I'd say atheists are, on the whole, a lot more obsessed with the issue of "proof", insisting that it should be the only rational basis for belief
Atheists are more honestly consistent in their valuing of evidence based reasoning about God, but most theists will try to make philosophical/scientific arguments for their theism when they think they can get away with it.
By definition, reasoned determination that the evidence favors one conclusion over all others is the only rational basis for belief.
Theists actually also know this simple logical fact is true, which is why they apply that standard constantly in daily life, every time they actually care about knowing the truth. They go to lengths to ignore and avoid this fact when it comes to God b/c they know God is not rationally defensible and therefore is implausible, but they care more about the emotional benefit of believing he is real than knowing what is true. Theism is willful deliberate unreason and delusion in order to avoid an emotionally unpleasant reality. Its psychologically the same as the parent who believes their child is innocent of a wrongdoing despite clear evidence of it, or people whose faith in human authorities like Trump is unwavering in the face of clear evidence that their beliefs about the authority are wrong.
quibbling about where the burden of it lies like it's some grand court case, etc.
Burden of proof is NOT just about court cases, it's a cornerstone of all rational thought. The existence of any particular entity or relation among entities constrains the possible universes that can co-exist with it. Thus, there are far fewer possible universes where a X exists than possible universes where X does not exist. Thus, the a priori probability is far lower that God exists than that God does not exist, just like if you make up a creature never imagined before, the probability that it actually exists is near zero and far lower than the probability that it does not exist. Since belief that X exists is a rejection of all universes where X does not exist, it is irrational to believe in X until you have enough evidence to go from near zero probability to at least 50%.
Again, almost all theists abide by this approach on all other topics where they don't have a bias, where they treat non-belief as the rational default until their is sufficient evidence to accept a positive claim.

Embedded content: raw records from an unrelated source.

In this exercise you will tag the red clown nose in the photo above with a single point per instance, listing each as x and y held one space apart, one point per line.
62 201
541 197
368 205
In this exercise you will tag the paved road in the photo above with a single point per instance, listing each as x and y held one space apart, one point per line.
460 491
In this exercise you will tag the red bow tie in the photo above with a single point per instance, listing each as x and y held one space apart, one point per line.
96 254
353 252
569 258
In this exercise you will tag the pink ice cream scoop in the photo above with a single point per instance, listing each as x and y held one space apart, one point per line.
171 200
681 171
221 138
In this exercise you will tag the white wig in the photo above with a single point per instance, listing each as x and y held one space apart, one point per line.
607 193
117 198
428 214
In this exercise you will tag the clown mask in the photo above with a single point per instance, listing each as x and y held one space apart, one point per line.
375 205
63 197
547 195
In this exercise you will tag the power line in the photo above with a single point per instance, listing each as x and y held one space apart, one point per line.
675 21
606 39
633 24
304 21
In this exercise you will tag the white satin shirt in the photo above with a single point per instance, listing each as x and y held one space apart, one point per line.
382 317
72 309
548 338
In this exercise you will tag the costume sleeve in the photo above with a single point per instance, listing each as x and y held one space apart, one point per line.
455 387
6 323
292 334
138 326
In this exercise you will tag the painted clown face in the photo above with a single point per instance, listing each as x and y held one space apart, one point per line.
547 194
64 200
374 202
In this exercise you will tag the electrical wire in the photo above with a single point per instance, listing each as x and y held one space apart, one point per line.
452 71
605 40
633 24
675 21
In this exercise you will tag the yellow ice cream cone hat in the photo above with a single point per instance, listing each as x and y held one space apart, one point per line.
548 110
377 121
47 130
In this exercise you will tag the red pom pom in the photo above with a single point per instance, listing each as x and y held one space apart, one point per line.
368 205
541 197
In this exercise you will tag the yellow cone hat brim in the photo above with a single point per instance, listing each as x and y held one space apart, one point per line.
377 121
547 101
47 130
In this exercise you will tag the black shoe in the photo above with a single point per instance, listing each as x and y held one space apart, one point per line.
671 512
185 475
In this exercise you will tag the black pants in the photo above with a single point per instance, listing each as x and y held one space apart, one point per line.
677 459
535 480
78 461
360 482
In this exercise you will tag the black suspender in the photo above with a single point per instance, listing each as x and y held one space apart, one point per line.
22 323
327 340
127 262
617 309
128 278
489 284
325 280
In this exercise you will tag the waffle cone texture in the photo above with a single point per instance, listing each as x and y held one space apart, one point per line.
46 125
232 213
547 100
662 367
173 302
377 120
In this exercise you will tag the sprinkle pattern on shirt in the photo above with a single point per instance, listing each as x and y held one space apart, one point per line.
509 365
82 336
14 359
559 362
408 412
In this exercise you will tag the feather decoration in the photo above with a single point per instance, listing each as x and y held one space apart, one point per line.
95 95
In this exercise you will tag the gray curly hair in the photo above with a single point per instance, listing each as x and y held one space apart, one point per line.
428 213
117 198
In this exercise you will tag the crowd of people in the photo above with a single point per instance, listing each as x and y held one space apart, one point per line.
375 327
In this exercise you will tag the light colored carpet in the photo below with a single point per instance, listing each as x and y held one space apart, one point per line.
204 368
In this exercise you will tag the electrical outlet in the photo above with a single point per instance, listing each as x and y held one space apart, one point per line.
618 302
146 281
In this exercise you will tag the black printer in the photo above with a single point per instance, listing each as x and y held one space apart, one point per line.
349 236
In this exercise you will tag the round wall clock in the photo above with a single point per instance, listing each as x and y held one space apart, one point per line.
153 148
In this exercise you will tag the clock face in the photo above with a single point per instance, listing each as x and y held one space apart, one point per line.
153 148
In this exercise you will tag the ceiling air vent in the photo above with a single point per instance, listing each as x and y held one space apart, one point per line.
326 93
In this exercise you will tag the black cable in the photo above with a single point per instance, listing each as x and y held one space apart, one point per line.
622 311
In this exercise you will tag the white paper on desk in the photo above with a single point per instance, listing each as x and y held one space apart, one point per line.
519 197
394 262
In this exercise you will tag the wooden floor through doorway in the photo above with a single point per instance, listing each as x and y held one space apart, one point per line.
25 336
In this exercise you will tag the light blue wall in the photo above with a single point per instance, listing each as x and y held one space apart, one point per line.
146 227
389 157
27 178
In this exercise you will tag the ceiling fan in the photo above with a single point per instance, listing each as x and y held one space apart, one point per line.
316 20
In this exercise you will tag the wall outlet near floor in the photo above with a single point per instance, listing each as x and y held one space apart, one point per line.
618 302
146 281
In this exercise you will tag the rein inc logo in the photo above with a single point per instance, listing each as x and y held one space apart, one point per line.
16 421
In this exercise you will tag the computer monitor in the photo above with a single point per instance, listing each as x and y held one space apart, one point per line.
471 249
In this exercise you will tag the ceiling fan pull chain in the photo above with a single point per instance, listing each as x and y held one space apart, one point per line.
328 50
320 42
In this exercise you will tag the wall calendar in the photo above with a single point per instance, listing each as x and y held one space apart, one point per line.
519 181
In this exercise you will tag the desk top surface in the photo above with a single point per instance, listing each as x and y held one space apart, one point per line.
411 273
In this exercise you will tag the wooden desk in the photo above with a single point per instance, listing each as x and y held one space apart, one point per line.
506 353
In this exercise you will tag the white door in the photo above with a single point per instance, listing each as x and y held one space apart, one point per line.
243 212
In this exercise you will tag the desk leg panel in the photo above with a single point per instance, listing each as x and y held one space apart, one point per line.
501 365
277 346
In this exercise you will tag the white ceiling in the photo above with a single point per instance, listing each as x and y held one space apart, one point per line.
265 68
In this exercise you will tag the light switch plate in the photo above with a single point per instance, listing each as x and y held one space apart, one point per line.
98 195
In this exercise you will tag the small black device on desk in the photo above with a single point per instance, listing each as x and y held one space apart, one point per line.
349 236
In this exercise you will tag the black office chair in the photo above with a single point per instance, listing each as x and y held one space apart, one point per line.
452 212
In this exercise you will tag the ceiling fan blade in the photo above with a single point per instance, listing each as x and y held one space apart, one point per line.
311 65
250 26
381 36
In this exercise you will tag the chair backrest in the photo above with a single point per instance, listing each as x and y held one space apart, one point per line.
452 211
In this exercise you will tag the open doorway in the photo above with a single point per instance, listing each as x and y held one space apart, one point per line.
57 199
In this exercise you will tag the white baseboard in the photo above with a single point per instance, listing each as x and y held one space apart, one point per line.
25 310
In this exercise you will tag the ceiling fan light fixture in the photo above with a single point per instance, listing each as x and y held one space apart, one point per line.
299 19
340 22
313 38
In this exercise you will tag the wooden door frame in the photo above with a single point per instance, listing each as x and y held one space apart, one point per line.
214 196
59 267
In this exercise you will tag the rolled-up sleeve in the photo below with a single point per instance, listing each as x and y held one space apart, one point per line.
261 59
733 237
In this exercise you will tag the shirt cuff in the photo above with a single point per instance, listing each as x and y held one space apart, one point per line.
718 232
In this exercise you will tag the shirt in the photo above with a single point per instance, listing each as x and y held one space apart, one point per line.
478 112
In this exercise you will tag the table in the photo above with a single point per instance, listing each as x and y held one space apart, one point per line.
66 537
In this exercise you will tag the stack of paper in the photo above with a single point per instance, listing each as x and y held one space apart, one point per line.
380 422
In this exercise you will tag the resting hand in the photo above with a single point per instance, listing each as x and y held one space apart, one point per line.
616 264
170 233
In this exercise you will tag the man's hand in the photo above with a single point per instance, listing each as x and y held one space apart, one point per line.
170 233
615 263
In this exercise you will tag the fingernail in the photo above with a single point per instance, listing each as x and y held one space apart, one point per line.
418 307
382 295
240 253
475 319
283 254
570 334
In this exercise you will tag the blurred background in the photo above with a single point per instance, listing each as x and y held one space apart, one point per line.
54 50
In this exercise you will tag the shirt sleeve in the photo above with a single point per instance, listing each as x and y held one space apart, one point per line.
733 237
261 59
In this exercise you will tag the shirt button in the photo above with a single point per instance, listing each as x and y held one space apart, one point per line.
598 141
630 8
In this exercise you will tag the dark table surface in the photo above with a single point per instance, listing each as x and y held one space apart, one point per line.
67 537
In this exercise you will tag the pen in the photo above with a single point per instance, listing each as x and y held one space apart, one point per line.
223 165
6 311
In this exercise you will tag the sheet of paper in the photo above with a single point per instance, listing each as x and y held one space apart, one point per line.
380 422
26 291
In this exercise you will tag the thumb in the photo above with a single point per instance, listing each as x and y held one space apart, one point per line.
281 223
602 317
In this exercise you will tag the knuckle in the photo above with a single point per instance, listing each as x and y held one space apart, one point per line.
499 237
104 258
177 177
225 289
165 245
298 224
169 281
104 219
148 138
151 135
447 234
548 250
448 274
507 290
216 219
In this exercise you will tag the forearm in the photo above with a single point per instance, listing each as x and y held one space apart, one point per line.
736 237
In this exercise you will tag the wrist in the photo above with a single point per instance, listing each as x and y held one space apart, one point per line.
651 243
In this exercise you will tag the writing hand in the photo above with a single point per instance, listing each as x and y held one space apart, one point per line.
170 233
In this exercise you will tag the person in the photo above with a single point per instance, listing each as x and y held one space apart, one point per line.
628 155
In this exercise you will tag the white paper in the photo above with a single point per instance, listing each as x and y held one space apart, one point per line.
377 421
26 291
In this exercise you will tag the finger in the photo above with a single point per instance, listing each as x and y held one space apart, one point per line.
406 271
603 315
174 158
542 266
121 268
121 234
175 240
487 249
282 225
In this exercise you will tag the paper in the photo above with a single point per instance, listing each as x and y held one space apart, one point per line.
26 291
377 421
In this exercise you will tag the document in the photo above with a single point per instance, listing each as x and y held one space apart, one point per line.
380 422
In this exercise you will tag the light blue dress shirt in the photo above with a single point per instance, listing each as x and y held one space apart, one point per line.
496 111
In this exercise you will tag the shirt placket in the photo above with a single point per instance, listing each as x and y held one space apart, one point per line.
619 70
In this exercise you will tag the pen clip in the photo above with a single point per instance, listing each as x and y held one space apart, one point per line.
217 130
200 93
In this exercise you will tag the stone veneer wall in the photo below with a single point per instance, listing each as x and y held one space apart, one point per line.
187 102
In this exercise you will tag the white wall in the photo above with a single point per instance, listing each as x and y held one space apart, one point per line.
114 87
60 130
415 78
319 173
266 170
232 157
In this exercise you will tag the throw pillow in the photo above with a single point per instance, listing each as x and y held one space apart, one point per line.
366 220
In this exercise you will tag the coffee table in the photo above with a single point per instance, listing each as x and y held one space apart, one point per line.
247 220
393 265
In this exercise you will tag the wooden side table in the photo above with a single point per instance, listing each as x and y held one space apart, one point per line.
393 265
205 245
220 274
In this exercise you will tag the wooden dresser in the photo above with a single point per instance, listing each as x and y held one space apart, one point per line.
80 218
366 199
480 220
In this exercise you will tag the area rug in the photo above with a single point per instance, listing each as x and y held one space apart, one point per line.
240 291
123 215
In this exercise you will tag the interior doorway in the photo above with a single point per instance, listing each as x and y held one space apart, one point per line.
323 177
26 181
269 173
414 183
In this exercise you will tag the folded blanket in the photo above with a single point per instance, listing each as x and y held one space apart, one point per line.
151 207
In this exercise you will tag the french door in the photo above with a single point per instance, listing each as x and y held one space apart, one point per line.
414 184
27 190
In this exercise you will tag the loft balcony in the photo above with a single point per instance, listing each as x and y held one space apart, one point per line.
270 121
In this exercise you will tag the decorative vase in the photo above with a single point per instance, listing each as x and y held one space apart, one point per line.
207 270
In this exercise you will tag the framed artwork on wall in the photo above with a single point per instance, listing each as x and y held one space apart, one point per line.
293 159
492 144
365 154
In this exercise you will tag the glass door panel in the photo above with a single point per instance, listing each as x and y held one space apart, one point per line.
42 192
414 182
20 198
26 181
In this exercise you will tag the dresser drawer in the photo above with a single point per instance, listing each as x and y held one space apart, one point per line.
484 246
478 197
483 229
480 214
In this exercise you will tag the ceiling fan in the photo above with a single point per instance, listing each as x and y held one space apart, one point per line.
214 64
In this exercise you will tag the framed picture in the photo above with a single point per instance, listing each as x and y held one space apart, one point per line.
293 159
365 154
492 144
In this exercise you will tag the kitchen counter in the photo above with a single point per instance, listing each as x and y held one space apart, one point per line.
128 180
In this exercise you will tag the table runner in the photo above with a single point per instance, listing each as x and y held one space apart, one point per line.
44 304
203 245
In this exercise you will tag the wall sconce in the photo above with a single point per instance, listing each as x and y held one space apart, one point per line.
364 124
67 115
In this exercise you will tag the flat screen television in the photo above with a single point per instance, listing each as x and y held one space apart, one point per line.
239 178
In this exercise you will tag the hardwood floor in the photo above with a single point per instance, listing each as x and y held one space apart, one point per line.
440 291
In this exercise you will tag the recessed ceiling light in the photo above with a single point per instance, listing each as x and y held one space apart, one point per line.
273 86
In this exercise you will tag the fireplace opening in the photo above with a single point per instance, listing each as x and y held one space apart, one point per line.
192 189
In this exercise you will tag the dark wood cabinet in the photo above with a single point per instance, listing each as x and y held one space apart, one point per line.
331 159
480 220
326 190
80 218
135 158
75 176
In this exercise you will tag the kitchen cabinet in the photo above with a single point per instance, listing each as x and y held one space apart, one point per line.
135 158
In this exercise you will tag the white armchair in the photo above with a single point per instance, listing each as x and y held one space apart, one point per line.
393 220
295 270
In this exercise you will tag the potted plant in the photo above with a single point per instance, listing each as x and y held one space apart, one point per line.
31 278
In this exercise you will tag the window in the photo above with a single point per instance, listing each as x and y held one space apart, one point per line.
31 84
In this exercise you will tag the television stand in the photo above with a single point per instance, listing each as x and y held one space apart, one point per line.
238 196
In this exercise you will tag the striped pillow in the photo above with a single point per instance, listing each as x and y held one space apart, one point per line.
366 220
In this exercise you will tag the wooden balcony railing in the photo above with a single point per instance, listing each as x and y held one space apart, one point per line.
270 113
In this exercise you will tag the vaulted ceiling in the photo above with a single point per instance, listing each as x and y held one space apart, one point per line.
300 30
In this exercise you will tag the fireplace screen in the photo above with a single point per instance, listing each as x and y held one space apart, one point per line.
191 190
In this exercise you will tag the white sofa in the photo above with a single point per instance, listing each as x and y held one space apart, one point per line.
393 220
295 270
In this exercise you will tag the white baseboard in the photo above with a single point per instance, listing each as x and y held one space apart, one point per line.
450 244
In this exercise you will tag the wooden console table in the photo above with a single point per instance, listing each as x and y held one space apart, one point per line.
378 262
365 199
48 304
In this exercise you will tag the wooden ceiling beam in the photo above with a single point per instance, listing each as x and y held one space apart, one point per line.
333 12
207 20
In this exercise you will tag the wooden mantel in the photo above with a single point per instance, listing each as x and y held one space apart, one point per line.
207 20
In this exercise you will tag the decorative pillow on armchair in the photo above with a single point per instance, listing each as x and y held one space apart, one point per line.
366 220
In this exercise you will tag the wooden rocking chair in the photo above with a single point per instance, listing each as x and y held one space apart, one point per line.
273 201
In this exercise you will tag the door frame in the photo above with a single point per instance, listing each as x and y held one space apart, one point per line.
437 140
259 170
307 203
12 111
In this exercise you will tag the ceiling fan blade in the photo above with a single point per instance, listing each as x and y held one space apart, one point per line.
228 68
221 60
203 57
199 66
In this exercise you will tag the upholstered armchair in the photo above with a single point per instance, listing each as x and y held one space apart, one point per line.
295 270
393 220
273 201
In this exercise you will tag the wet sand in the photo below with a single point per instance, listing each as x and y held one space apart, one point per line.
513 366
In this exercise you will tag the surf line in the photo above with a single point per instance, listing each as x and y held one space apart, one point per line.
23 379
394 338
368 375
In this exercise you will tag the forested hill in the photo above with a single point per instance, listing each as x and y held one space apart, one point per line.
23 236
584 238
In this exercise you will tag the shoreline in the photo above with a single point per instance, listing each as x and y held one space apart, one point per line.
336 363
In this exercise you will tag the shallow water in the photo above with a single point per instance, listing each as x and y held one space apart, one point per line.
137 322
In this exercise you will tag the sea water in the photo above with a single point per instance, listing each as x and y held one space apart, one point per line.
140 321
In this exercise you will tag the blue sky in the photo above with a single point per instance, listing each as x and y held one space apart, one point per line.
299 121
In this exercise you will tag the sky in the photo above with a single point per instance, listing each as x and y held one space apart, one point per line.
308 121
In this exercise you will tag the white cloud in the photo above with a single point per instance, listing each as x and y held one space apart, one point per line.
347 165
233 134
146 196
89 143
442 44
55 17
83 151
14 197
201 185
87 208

Which shows that they don't sincerely believe in their own dishonest excuses that since God cannot be disproved, it is rational to believe he does.
The issue of "atheism vs theism" etc came up a heck of a lot more often in my secular education than in my religious schooling, and more explicitly in terms of "proof" when it did.
Well of course, because many centuries of reasoned thought has shown the theism loses in every reasoned evaluation of theism vs. atheism. It isn't that being able to rationally defend theism is not important or of interest to theists, but that they know it is a losing enterprise. Since they care more about protecting their belief than whether their belief is true, then they will actively repress any rational discussion of the subject, which they do both within themselves and try to do in others and social discourse by attacking those who have such rational discussions are "rude", "offensive", "militant", and "bigoted".